La part de logements occupés par leur propriétaire indique en creux le volume du parc locatif privé concerné, et les données de Pradiers le montrent nettement. On relève un rattachement intercommunal à CC Hautes Terres, 1.72 personne(s) par logement, 90 % de propriétaires occupants, en zone climatique H1c. Ces valeurs ne décident d'aucun projet à elles seules, mais elles fixent l'ordre de grandeur dans lequel un chiffrage à Pradiers est crédible.
Le gisement local se lit dans les mêmes données : de l'ordre de 40 maisons individuelles, un bassin de travaux structuré autour de CC Hautes Terres, environ 42 logements occupés par leur propriétaire. Ce volume ne préjuge d'aucune éligibilité individuelle : il indique seulement où se concentrent, à Pradiers, les situations où le scénario décrit sur cette page a le plus de chances d'être pertinent.
Ce que ce poste consomme d'assiette : 1759 % du plafond applicable à Pradiers pour le logement loué.
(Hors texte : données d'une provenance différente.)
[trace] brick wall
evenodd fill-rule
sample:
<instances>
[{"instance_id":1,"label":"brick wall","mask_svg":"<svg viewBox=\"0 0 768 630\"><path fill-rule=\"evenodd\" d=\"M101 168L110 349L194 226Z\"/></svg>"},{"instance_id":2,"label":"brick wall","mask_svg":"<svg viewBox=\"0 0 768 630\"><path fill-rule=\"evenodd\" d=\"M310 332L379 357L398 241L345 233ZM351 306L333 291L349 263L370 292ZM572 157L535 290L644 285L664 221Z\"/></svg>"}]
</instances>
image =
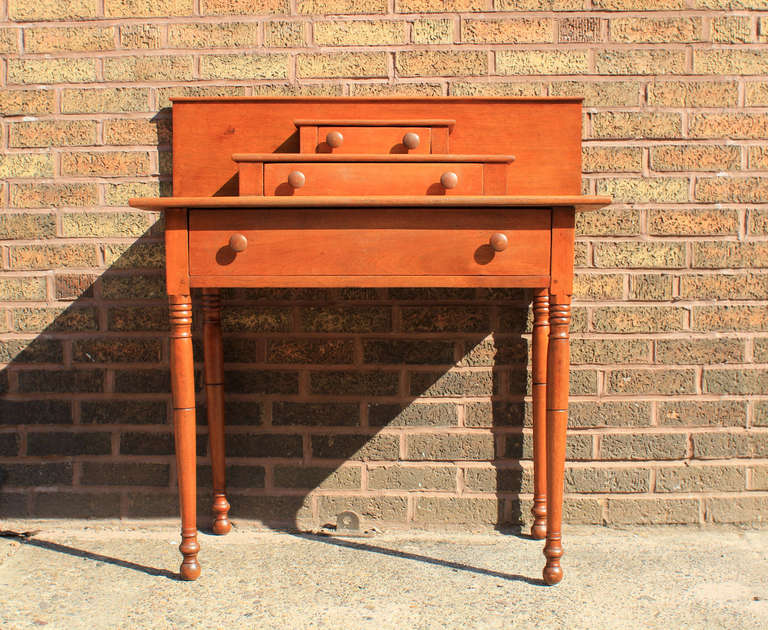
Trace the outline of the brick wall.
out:
<instances>
[{"instance_id":1,"label":"brick wall","mask_svg":"<svg viewBox=\"0 0 768 630\"><path fill-rule=\"evenodd\" d=\"M161 228L126 207L170 194L169 97L581 94L616 203L578 222L566 516L764 521L767 10L1 2L0 516L175 514ZM529 294L225 298L234 515L528 519Z\"/></svg>"}]
</instances>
Traduit en aide effective, cela donne 32 000 € pris en charge au taux de 80 % (profil bleu) et 18 000 € au taux de 45 % (profil violet), le solde restant à financer.
Situer le projet dans son département : à Pradiers, en Cantal, les mêmes barèmes nationaux s'appliquent, mais les prix d'entreprise et les délais varient d'un bassin à l'autre. Consulter trois devis sur la remise à niveau d'un logement mis en location dans ce périmètre reste la seule façon d'objectiver le coût.
La séquence prime sur la vitesse : la remise à niveau d'un logement mis en location occupe un opérateur agréé par l'Anah durant cinq à neuf mois à Pradiers. Son positionnement dans le calendrier — après l'audit, avant la mise en service — conditionne la qualité des interfaces entre lots bien plus que le choix de l'entreprise.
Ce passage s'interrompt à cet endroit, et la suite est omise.